In P. falciparum’s 50 million years of evolution, kelch13 has seen little change. Because of this, researchers believe that the gene is required for survival, meaning that the malaria parasite will develop to favour factors that enable artemisinin survival. This is something that is often seen in drug resistance.
Malaria is a devastating disease. It is estimated by the World Health Organization (WHO) that in 2012, more than 200,000,000 clinical episodes, and more than 500,000 deaths were caused by malaria. In 2010, 91 per cent of deaths from malaria occurred in Africa.

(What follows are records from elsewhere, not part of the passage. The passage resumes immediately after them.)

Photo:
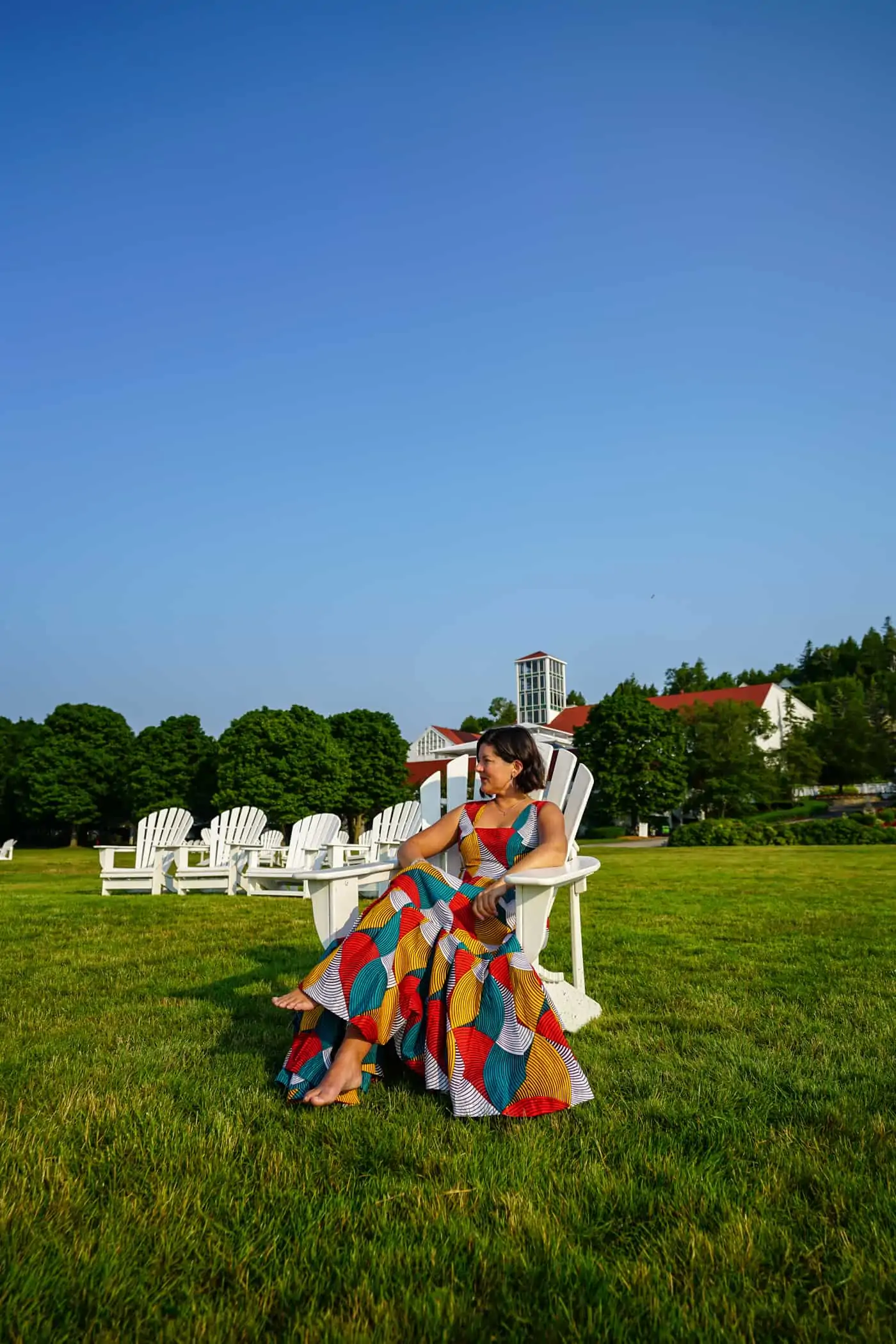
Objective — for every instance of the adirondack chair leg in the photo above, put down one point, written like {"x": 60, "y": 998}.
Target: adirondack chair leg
{"x": 333, "y": 903}
{"x": 575, "y": 930}
{"x": 532, "y": 909}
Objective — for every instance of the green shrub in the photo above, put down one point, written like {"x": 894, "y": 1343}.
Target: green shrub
{"x": 798, "y": 812}
{"x": 841, "y": 831}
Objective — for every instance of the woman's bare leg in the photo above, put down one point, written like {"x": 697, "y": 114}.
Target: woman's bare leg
{"x": 297, "y": 1000}
{"x": 344, "y": 1073}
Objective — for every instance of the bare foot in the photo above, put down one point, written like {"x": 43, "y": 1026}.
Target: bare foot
{"x": 297, "y": 1001}
{"x": 343, "y": 1074}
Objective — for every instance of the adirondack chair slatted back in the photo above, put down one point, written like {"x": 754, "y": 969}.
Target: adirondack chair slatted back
{"x": 575, "y": 803}
{"x": 568, "y": 785}
{"x": 163, "y": 830}
{"x": 238, "y": 825}
{"x": 397, "y": 823}
{"x": 310, "y": 834}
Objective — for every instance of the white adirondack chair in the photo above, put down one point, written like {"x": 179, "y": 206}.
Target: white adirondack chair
{"x": 335, "y": 891}
{"x": 159, "y": 836}
{"x": 308, "y": 842}
{"x": 270, "y": 845}
{"x": 386, "y": 834}
{"x": 232, "y": 838}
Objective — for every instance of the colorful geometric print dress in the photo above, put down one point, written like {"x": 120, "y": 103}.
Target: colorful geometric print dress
{"x": 460, "y": 1001}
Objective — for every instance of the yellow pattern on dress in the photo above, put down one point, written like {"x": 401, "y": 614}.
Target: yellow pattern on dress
{"x": 385, "y": 1015}
{"x": 440, "y": 969}
{"x": 412, "y": 953}
{"x": 465, "y": 1000}
{"x": 546, "y": 1074}
{"x": 378, "y": 914}
{"x": 320, "y": 969}
{"x": 528, "y": 996}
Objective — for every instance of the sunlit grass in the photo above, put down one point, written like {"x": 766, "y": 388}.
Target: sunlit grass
{"x": 732, "y": 1179}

The initial signs and symptoms of malaria are often flu-like, and may include headache, fever, and chills. Malaria is often diagnosed by using microscopy to detect the parasite in blood smears.
Current treatments for malaria include the natural products artemisinin, first isolated from the Qinghaosu sweet wormwood plant, and quinine, from the cinchona tree. Both plants have been used for centuries in traditional medicine.
Quinine contributes to the bitterness of tonic water. Tonic water was originally developed as a medicinal drink to treat malaria, but commercial consumption became popular and quinine levels decreased. Quinine is also the reason why tonic water fluoresces under UV light.
The fight against malaria benefitted from these findings. Through understanding the genetic cause of these resistance mechanisms, researchers will be able to better track and predict the development of these mutations.